Terines berrychonnes
[Michel Clavel a proposé à la liste oulipo la notion de « terine berrychonne », avec un seul R dans le premier mot et un Y dans le second. Les finales vocaliques de chaque vers permutent selon la quenine d'ordre trois (123 / 312 / 231), mais les consonnes d'appui restent fixes, créant de nouvelles combinaisons comme dans les rimes berrychonnes. En voici deux de ma plume.]

Terrine berrichonne

Recette

De la chair à saucisse
Et du foie — oui, génial,
Persil, oignons alliés,

Pain dur, oeufs associés
À du lait de génisse
Et cognac familial :

En tout groupe social
Où jadis vous gêniez,
Apportez ce délice !

*

[Variante de terine berrychonne dans laquelle seul le phonème vocalique final permute, en laissant les consonnes fixes, aussi bien celle d'appui qu'après la voyelle. Deux rimes orphelines en ont profité pour se montrer, comme dans ce faux sonnet de 2003.]

Un beau jour le disciple
D'un rugbyman à quinze
Taillé comme une poutre

S'entiche d'une souple
Équilibriste exquise,
Modèle chez un peintre.

L'aborder n'est pas simple :
« Faut-il que je me couse
Un nez rouge de pitre ? »


5 – 10 septembre 2021

Anakyrielles (ou kyrielles cousues)

Le jeu enfantin des kyrielles syllabiques est bien connu : j'en ai marre, marabout, bout de ficelle, selle de cheval, ... En voici une nouvelle variante, qui serait aux kyrielles standard ce qu'une véritable couture est au faufilage :

        la dernière syllabe d'un mot doit coïncider avec la première du précédent.
Autrement dit, au lieu d'écrire quelque chose comme
        Ceci simule le leurre recommandé des décadents
        dandinements, mensongers gestes tenaces.
dont les bégaiements sont peu adaptés à la poésie sublime, il faudrait cette fois
        Ceci laisse les reflets séduire ces versets divers,
        maudits gémeaux mangés cycliquement.
Ça reste saturé d'échos internes, mais moins bafouillants.
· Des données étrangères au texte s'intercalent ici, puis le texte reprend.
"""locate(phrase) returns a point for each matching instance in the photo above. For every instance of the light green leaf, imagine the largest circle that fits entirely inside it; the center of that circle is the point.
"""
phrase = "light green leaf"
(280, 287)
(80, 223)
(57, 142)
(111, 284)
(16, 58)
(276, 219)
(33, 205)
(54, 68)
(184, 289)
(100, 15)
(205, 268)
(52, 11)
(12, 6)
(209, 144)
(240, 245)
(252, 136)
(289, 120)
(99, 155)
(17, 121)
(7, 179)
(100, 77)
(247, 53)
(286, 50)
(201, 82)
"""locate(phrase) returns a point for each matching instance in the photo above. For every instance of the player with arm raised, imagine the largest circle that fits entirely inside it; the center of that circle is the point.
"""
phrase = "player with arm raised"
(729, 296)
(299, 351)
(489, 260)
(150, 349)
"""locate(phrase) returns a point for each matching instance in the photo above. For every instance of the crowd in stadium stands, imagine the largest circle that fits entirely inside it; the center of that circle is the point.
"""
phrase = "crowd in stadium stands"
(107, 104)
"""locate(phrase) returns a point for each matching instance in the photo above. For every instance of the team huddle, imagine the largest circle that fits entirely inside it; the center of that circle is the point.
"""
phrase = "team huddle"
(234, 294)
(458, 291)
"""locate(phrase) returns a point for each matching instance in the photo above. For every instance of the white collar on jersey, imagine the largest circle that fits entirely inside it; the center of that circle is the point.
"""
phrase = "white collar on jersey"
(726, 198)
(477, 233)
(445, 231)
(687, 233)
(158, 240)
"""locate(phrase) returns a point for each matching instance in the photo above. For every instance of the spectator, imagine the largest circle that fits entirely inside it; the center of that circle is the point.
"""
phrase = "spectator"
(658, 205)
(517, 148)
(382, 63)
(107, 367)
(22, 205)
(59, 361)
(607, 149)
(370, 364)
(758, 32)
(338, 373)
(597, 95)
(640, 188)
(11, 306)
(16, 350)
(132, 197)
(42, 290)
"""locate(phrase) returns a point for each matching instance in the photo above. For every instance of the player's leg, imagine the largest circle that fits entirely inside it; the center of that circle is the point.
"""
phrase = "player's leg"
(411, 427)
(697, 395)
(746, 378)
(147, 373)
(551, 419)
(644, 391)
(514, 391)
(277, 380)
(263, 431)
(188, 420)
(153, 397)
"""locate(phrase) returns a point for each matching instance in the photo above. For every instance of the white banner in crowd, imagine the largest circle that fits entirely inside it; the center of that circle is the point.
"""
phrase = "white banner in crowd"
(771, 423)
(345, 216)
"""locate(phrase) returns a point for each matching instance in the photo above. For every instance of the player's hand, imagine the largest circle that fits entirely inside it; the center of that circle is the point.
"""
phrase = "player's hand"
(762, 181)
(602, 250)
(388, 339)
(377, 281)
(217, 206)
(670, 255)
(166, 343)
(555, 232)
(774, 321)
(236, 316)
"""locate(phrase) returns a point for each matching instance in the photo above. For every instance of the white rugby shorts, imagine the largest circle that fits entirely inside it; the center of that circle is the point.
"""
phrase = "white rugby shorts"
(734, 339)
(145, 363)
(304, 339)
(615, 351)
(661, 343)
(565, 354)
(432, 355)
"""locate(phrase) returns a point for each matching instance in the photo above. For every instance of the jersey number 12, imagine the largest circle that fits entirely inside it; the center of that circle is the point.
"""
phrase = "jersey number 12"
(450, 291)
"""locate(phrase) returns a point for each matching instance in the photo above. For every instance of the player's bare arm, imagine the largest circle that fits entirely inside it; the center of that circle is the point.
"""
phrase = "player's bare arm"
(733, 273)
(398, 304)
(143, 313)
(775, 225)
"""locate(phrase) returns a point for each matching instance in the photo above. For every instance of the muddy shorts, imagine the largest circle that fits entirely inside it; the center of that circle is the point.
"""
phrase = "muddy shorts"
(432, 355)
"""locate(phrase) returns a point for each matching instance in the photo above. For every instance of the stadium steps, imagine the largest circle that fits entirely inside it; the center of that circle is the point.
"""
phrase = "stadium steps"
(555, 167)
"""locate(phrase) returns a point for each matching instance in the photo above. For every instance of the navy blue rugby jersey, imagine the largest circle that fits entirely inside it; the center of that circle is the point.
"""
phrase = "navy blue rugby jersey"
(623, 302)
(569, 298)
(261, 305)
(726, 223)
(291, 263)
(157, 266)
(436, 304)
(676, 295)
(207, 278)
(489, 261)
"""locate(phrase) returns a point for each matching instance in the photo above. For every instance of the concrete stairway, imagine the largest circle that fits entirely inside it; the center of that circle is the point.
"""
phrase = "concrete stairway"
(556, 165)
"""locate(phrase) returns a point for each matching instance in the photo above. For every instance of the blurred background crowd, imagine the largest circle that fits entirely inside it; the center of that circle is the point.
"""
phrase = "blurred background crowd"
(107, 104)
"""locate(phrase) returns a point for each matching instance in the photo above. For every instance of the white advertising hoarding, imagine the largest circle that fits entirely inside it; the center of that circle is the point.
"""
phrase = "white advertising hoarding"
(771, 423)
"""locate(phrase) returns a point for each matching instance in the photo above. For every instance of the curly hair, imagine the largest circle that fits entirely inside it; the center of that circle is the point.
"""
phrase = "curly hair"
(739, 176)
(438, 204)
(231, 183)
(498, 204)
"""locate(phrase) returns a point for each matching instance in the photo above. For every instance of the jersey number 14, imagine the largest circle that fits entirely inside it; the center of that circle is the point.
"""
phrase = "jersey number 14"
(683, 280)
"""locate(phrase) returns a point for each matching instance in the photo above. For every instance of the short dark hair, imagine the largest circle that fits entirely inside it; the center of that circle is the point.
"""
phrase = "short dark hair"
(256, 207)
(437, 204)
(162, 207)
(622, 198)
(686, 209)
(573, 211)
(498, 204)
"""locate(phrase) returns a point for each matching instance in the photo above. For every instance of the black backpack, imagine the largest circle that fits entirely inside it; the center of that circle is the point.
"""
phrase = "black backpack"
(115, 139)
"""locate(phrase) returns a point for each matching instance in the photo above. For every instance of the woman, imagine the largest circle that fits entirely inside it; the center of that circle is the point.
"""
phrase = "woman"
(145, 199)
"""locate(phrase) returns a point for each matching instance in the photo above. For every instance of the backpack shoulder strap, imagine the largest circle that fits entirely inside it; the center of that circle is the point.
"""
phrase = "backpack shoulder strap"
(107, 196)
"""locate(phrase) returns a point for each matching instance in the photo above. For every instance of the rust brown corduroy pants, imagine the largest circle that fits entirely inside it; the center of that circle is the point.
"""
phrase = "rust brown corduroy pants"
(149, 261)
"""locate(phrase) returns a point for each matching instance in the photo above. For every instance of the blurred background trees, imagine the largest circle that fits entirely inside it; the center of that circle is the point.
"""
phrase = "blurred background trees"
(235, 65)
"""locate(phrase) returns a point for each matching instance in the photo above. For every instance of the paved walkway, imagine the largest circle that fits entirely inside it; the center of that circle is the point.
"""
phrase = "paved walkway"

Cela peut aussi être considéré comme l'anacyclique (mot à mot) d'une kyrielle standard, d'où le nom proposé d'anakyrielle.
J'ai commencé l'exploration de cette contrainte par un sélénet (en la faisant agir sur la dernière syllabe des rimes féminines, fortement prononcée dans cette chanson enfantine) :

        Venez neuve lune !
        L'occlut Lancelot,
        Celant nurse brune,
        Membru paumant peau.

        Repos temporaire
        Argumentant art,
        Revanchard sancerre,
        Tarissant nectar.

Puis un distique d'alexandrins :

        Je songe : l'enfançon gelant, moyenâgeux,
        L'émoi renouvelé, leurre jetables jeux.

Et finalement un Desdichado quelques jours plus tard :

El Desnivel
(Ténébrionidé jeté)

Je rage : pourrira l'époux inconsolé,
Toulousain manitou — manne émane ruinée.
Détruis des Ougandais ou l'erhu constellé !
T'évoquons occulté : maso n'aima l'Apnée.

Trappe ultra minuscule, ennemi remballé,
Rends l'attirant éclat — netteté détrônée
Des accordés visas, l'écrivit l'exilé.
Mêlez gamay, giga-névralgie avinée !

N'entrave ! Rayonnant, ronronnerait Biron ;
L'ébaubi t'enjôlait en énamourant reine.
L'arène étincela net : rainette, sirène...

Ainsi, géomancien, j'ai rongé l'Achéron ;
Tabula l'omerta, l'homme. Addendum : aubade,
Primo l'esprit yodlé, deuzio de rigolade.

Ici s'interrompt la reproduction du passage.